The plural of this word is elohim, and occurs in the Old Testament about 2,470 times. In the first and second chapters of Genesis, it is rendered in the English version by the word "God": but in chapter 3:5, it is translated gods. (The Revised Version renders Gen. 3:5 -- "Ye shall be as God knowing good and evil." In 23:6, it is


rendered mighty, but very incorrectly. Let the reader turn to this passage, and read it in the English; and then, if he can, look into the original. The children of Heth did not say to Abraham, "thou art a mighty prince among us"; but they said: "Hear us, Adoni, or my lord, a prince of Elohim art thou among us." In Chapt. 30:8, it is rendered great. In 31:30,32; 35:2,4; and many other places idols are termed elohim, not because they were really anything of power, but were so esteemed by the idolator who styled them so. In Exodus 21:6; 22:8, 9, it is rendered judges. In 1 Sam. 2:25, it is judge.(The Revised Version translates "Elohim" as "God" in these three places quoted by Dr. Thomas and rendered "judges" in the Authorised Version. (Publishers). In 1 Kings 11:5, it is translated goddess." In Jonah 3:3, it is rendered exceeding; and in Mal. 2:15, it is rendered godly.

It is certainly somewhat remarkable, that Eloahh, the singular noun, should be so seldom, and the same word in the plural, so often, used concerning God, in a book revealing Him to the student of the word. Grammarians tell us that there is nothing in it: that it is only a poetical fancy, or a peculiarity of style, that caused the singular to be used at all; and that the plural is used as more becoming, being expressive of the majesty or excellency of God. Referring to this Gesenius says "In unison with Aramaean usage the form of the singular is employed only in the poetic style and the later Hebrew; while the pluralis majestaticus vel excellentioe is the common and very frequent form.

"Greatness," he remarks, in his grammar, "especially in a metaphorical sense, as associated with power and sovereignty, is plurally expressed. Hence, there are several nouns which are used in the plural as well as the singular, to denote Lord or God (Pluralis majestaticus vel excellentioe) e.g. Eloahh. God is scarcely found in the singular, except in poetry; in prose; commonly elohim; adon, lord, old form of the plural adonai, the Lord, kat exochen (God), shaddai, the Almighty. Often the idea of greatness is no longer associated with the form, the mind having accustomed itself to contemplate the powerful in general as a plural.

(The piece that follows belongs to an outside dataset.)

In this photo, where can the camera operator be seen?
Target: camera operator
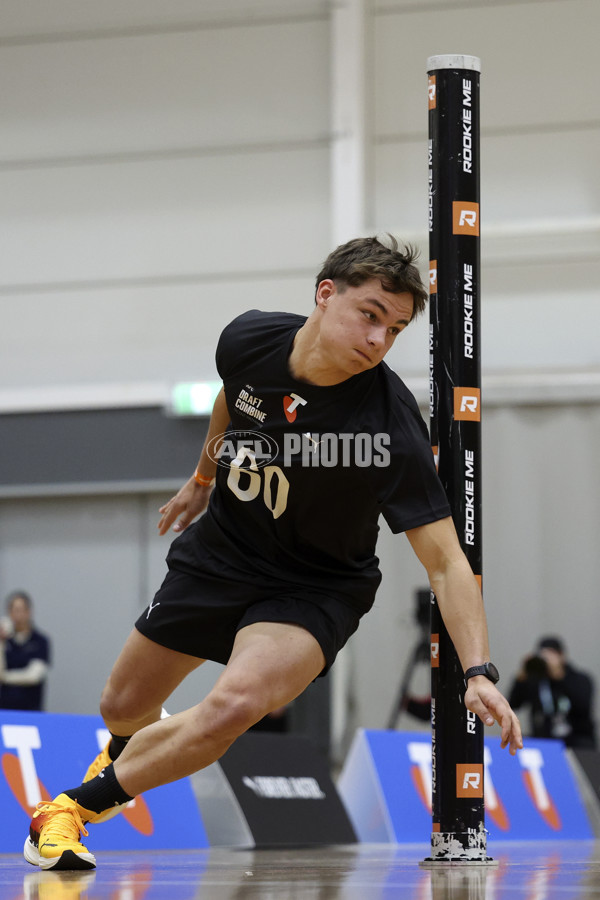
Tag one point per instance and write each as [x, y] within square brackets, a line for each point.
[559, 696]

Another example of the plural majestatis is the use of we by Deity in speaking of Himself (Gen. 1:26; 11:7; Isa. 6:8) and by kings. The German language has it not only in this latter case, but in addressing a second person by Ihr and Sie. This plural is also found in modern Arabic and Persian."

"In regard to number, the constructio ad sensum is frequent. The pluralis majestatis is construed with a singular adjective or verb. Conversely, the adjective takes the plural form when it is used with reference to God (pro notione majestatis) as eloah ossai,


God created me, (Job 35:9).

We quote these learned observations, that the unlearned reader may see how grammarians get round, but do not explain the anomaly. The rules are that an adjective agrees with its substantive or noun in gender, number, and case; and that a verb agrees with its nominative in number and person. But in the case of Elohim, Adonai, Shaddai, Eloahh, etc., when applied in connection with Ail or POWER INCREATE, commonly styled God, we find the rules of grammar disregarded. Gesenius tells us that it is a royal peculiarity of speech; granted: but what in relation to divine power is the ground of that peculiarity? This he does not, and cannot explain, because he does not know, "God and Jesus Anointed whom he has sent." The peculiarity is, to coin a word, phanerosial and doctrinal. The peculiarity has diffused itself into other languages, and generated "a plural of majesty or excellence"; but is not originally a plural of that kind. As to Eloahh being poetical, and Elohim, its plural, prosaic, the contrary would appear the more correct opinion, seeing that the poetical Eloahh is only used four times in the Psalms; while in these songs of Zion the prosaic Elohim occurs three hundred and forty times at least!